It’s been a tough month. Between a triple whammy of hurricanes, multiple earthquakes in Mexico, and the mass shooting in Las Vegas (not to mention ongoing issues with racism, an escalating situation with North Korea, and, you know, the usual issues of hunger, poverty, abuse, disease, etc.), it’s not exactly an easy time to be alive on Planet Earth. Especially for those of us who are sensitive.
The never-ending tragedies have me wondering about lots of things.
I wonder if the world as we know it will soon be a thing of the past.
I wonder if I have a role to play in healing all of the hurt out there.
And also: I wonder how many people are eating to numb right now.
There are certainly good reasons to do so. For many of us, feeling all of this is just too much. We suspect that if we allowed ourselves to connect with so much pain, we’d slip into a black hole of despair, a hole that we just might end up stuck in forever.
So naturally, we protect ourselves from the black hole by eating. (Or dieting. Or drinking. Or shopping. Or watching mindless TV. Or staying super-busy. Or obsessing over the cellulite on our thighs).
The coping mechanism is largely irrelevant. No matter what it looks like, our motivation is the same:
To. Not. Feel.
In Geneen Roth’s brilliant book Women, Food, and God, she writes:
“If compulsive eating is anything, it’s a way we leave ourselves when life gets hard. When we don’t want to notice what is going on. Compulsive eating is a way we distance ourselves from the way things are when they are not how we want them to be.”
Does this ring a chord for you? It certainly does for me. It describes exactly what I did for years, although I didn’t know it at the time. I thought my binge-eating happened because I lacked willpower – but the truth is, it happened because I didn’t know how to feel my feelings.
“Obsession [with food] gives you something to do besides having your heart shattered by heart-shattering events…Obsession gives you a plane ticket out of a particular kind of heartbreak…It creates a parallel world, a hologram of emotions, passions, breathtaking reversals. It gives you the illusion of feeling everything without having to be vulnerable to anything…There is madness in obsession, yes, but its value is that it drowns out the madness of life.”
If you’ve been eating to numb as a response to world events this past month, I don’t blame you.
And at the same time, I suspect that it’s not something you’re happy about.
Because somewhere deep down inside, you know that life – even its pain – is meant to be lived. Not numbed.
As I slowly realized this in my own journey, and started practicing being present with my feelings, a whole new world opened up.

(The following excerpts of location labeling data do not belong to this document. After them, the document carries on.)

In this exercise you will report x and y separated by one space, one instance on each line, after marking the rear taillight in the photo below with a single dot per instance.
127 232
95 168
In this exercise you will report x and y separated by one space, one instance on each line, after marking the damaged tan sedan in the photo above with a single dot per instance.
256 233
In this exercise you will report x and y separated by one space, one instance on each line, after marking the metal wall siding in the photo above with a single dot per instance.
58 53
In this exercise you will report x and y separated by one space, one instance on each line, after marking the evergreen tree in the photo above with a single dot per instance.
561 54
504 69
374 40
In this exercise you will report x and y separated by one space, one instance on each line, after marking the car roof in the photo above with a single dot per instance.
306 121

I learned that I’m capable of holding space for pain – both my own and the world’s. I learned that yes, it’s difficult to BE with tough feelings – but the reward is that it opens up a new kind of aliveness.
As Geneen writes:
“When you don’t leave yourself, a different life is lived. One that includes vulnerability and tenderness and fragility and changes the landscape – makes it verdant, wider, breathtaking – of life as you know it.”
Here’s what I want you to know: there is life beyond numbing with food. And it starts with your willingness to stay with yourself, even when you’re feeling the pain of natural disasters and mass shootings and you fear it will break you into a million pieces.
It won’t. Stick with it all the way through, and eventually you’ll realize that feeling the pain doesn’t mean breaking down – it means breaking through.
A few things to keep in mind:
1) Feeling is not the same thing as getting caught up in your mind’s crazy stories. How can you tell the difference between the two?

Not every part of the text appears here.